The author of this contribution [15] introduced the aforementioned differential DWi-Fi approach for the first time (see Section 3.2.3), where reference stations are deployed, scanning and broadcasting Wi-Fi signals. A significant performance improvement in terms of robustness, reliability, and positioning accuracy is achieved due to the real-time modeling of signal fluctuations. DWi-Fi localization is applicable for both RSS and RTT lateration.

6. Conclusions and Outlook

The investigations conducted in the presented case studies have shown that Wi-Fi positioning can be used to achieve accuracies on the meter level and that the chosen novel directions are promising and highly suitable. Positioning by means of Wi-Fi thereby depends, among other things, on the fluctuations and noise of the signal and is normally not robust against dynamic changes in the environment. It was seen that a calibration with a multivariate linear regression model has to be carried out for each smartphone due to the device-dependent reception sensitivity. Using such a model, this device dependency could be reduced to a minimum and similar positioning accuracies for user localization in kinematic mode as for static and stop-and-go measurements obtained.

Conventional fingerprinting methods normally perform training using a site survey only once in the beginning and thereafter only if the environment changes significantly, which are not resistant to dynamic environment changes. Continuously updating the fingerprint database is a new way to enhance the achievable positioning accuracy. For this purpose, the continuous scanning of Wi-Fi signals is carried out to derive corrections for signal fluctuations. It is a network calibration method based on reference stations realized by low-cost computers, i.e., Raspberry Pi units, which are able to derive correction parameters in real-time. In this way, the measured RSS values at the user’s side are corrected, the fingerprinting database is continuously updated, and thus an adaption to the possible changes in the dynamics of the environment is achieved.

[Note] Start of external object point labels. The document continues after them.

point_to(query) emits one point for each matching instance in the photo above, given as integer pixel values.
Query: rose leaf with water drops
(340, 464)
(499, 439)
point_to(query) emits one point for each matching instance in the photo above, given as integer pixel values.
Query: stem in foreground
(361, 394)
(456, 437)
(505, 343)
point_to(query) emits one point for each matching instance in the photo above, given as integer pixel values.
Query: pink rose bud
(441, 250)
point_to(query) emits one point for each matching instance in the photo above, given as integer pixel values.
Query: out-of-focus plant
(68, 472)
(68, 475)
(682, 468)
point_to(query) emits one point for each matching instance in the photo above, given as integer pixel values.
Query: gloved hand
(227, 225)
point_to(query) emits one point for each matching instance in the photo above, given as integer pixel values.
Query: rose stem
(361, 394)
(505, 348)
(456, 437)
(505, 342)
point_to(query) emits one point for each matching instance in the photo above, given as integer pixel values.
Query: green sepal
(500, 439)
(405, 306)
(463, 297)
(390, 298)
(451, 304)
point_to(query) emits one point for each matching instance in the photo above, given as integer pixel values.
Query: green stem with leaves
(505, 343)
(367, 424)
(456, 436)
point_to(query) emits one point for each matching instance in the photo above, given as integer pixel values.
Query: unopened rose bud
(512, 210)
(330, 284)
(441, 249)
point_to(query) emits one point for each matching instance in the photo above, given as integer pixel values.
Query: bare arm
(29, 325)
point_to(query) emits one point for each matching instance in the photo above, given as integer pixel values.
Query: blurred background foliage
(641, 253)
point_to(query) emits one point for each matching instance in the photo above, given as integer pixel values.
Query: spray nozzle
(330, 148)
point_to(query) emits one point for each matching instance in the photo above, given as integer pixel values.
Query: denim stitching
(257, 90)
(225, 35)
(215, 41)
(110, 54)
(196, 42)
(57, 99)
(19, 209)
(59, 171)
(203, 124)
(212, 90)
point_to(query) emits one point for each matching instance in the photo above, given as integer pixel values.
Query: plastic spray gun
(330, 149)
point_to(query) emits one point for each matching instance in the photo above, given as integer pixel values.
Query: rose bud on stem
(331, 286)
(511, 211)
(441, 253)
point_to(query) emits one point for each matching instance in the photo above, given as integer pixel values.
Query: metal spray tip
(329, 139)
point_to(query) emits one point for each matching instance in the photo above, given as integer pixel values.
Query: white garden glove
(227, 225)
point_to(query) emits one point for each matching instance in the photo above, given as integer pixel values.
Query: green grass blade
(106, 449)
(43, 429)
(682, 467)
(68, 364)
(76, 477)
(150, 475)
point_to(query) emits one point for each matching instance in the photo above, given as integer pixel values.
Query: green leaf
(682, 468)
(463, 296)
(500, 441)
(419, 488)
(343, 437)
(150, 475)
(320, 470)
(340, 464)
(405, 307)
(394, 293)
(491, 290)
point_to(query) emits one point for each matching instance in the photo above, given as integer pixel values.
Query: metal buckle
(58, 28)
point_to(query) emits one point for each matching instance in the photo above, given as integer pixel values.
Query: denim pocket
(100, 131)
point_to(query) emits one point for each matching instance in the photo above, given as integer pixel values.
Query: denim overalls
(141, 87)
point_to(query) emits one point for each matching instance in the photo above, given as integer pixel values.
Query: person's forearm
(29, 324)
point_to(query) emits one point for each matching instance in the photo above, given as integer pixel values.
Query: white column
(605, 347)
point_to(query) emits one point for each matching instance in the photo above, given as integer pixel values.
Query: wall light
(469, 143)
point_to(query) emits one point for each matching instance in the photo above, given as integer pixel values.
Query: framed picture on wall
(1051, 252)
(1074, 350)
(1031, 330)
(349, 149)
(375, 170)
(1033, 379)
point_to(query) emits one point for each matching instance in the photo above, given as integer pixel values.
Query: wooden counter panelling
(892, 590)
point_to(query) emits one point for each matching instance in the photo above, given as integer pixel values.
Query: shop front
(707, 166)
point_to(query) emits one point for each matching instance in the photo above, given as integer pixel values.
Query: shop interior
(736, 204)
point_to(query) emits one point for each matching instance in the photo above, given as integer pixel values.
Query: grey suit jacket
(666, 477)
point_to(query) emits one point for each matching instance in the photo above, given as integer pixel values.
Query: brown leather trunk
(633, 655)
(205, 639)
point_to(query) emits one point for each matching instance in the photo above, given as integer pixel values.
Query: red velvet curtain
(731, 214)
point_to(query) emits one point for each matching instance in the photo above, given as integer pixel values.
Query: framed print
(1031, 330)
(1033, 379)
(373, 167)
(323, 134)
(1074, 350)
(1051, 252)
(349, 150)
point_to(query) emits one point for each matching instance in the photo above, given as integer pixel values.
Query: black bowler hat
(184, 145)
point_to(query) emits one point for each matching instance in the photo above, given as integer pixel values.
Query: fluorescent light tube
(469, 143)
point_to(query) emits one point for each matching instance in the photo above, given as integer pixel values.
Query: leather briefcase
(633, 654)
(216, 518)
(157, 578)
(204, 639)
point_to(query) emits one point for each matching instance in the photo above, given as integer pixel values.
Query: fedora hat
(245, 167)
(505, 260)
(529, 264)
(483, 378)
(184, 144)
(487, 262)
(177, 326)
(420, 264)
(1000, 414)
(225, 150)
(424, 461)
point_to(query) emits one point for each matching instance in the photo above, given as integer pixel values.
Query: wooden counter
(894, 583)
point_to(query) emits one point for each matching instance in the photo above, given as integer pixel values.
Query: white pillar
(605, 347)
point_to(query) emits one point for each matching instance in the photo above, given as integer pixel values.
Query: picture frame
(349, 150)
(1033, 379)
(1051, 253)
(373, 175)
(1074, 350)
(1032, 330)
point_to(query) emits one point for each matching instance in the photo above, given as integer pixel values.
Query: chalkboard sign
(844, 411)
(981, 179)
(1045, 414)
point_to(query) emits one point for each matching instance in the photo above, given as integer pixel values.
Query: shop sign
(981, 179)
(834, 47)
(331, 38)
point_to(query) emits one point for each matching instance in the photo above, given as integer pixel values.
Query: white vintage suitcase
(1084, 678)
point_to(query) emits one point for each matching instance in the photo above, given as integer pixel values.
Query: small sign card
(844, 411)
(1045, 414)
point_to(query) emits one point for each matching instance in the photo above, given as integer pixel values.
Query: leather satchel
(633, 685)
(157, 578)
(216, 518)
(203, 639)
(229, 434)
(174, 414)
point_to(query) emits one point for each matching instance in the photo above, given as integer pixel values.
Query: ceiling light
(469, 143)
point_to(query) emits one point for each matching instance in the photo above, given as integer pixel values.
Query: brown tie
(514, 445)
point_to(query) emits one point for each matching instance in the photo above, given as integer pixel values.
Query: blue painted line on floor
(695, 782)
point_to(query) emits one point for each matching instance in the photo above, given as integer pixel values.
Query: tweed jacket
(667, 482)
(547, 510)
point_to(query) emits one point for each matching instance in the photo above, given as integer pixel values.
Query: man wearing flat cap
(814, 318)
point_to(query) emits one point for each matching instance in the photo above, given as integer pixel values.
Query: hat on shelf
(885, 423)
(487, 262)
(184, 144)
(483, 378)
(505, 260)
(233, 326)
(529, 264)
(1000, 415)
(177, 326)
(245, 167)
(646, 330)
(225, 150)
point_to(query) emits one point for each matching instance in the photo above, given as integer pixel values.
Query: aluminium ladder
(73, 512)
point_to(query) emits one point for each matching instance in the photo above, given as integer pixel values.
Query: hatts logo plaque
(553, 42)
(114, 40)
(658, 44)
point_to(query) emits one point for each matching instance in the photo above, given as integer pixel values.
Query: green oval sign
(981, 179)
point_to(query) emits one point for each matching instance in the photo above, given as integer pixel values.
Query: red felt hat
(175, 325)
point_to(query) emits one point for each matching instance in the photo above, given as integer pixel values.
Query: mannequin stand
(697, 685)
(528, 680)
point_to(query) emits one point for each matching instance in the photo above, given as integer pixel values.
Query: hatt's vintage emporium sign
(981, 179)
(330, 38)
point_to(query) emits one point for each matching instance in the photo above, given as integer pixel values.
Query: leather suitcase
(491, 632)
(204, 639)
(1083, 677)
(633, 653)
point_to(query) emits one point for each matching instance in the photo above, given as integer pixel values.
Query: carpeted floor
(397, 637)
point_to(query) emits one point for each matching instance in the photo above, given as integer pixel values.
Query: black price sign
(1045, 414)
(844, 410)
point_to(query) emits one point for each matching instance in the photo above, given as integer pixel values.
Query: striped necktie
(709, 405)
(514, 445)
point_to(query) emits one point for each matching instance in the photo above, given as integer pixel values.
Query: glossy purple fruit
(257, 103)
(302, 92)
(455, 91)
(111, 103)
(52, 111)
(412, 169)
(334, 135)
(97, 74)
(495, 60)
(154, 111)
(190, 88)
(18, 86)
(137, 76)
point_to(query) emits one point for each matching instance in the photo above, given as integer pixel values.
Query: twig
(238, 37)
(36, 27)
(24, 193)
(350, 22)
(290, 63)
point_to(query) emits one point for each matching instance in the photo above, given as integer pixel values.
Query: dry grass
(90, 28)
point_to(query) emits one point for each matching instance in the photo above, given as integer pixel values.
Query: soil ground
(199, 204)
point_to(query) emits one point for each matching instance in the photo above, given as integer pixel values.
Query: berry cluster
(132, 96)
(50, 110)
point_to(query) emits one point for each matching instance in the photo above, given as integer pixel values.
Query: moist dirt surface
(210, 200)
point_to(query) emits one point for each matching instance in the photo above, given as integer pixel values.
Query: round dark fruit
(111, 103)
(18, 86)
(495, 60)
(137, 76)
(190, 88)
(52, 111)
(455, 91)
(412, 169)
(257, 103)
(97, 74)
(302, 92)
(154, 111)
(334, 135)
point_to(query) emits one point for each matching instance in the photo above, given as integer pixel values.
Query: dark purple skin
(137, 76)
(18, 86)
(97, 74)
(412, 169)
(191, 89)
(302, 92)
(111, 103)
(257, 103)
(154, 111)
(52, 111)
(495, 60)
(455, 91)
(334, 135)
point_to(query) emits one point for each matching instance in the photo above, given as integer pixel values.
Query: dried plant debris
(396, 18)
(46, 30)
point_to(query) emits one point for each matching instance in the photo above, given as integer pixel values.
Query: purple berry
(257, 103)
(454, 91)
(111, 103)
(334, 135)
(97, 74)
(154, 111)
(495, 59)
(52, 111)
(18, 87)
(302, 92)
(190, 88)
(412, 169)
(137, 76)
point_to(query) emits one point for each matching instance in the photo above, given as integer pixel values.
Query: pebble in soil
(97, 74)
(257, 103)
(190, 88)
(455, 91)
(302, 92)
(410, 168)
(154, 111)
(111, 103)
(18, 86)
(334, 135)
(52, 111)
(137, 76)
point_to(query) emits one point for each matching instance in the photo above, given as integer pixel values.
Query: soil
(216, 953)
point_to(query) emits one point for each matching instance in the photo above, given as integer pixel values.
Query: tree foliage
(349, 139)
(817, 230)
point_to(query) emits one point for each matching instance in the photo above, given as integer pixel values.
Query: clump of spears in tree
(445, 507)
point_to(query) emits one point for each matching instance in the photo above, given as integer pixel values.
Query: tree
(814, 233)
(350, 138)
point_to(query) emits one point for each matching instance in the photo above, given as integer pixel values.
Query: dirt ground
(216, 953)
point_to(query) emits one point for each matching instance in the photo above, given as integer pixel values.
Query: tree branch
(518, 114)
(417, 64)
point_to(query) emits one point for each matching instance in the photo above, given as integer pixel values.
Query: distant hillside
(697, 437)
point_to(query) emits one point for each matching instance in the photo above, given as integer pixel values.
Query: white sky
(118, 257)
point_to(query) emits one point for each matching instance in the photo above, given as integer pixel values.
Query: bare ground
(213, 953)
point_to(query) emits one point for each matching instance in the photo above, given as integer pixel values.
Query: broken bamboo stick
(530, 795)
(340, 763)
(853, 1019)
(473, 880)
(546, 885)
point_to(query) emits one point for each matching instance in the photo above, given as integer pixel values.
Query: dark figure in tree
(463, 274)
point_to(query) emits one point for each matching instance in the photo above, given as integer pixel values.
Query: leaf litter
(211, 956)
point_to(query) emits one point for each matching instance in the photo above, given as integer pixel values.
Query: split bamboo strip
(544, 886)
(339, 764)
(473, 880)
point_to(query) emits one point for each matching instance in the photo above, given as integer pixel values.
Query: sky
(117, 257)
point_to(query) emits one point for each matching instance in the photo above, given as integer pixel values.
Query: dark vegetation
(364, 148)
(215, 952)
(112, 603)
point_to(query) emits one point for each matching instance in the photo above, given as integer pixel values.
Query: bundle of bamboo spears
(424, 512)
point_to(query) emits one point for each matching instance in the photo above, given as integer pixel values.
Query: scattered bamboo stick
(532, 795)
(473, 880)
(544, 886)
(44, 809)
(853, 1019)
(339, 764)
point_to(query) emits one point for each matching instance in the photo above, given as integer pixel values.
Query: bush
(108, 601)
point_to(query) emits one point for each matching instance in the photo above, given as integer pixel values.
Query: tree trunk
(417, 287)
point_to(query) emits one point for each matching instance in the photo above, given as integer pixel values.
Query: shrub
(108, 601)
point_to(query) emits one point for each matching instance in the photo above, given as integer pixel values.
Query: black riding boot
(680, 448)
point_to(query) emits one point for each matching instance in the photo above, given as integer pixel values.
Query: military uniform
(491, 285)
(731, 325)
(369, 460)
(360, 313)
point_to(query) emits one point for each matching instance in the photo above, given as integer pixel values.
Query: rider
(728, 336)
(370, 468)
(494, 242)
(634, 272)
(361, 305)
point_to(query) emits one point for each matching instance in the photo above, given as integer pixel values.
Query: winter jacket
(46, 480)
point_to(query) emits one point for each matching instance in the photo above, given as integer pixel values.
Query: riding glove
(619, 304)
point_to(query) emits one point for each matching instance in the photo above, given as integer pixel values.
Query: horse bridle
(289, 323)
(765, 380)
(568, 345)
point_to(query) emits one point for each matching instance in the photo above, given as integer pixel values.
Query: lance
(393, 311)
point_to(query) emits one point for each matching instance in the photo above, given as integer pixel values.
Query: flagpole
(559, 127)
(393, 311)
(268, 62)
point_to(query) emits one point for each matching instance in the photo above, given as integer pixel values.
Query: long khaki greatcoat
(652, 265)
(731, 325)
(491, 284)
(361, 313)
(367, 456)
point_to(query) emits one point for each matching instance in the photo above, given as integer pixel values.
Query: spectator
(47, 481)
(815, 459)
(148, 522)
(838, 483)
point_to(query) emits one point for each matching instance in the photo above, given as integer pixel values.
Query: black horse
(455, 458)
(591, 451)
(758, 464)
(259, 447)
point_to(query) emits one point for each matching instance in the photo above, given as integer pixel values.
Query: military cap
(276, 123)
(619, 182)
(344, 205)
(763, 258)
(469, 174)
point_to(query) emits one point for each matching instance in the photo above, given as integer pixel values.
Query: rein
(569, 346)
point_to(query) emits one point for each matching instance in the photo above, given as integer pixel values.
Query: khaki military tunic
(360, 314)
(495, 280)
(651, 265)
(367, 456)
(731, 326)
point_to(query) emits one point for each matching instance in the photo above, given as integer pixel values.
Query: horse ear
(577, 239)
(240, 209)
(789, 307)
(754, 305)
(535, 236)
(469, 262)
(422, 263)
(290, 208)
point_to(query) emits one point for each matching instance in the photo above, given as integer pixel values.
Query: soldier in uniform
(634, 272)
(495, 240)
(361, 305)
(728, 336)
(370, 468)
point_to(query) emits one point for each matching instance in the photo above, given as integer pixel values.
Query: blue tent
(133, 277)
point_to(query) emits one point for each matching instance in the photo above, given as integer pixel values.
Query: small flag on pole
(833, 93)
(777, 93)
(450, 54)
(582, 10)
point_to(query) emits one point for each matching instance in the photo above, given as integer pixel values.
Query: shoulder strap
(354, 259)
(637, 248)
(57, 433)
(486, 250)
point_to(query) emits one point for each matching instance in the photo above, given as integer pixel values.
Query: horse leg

Novel developments for lateration based on measurement of the two-way travel times (RTT measurements with FTM) between the AP and the mobile client enhance the performance capabilities of Wi-Fi positioning in terms of robustness and achievable positioning accuracies even further. However, RSS-based techniques will continue to have their legitimacy in view of non-existent ubiquitous coverage with new hardware. Therefore, combinations will be most effective. Therefore, future work at TU Wien will continue on the work presented in the case studies and further development and enhancement of hybrid approaches to be able to benefit from the advantages of all available localization techniques. For this purpose, advanced algorithms and models have to be developed, tested, and analyzed.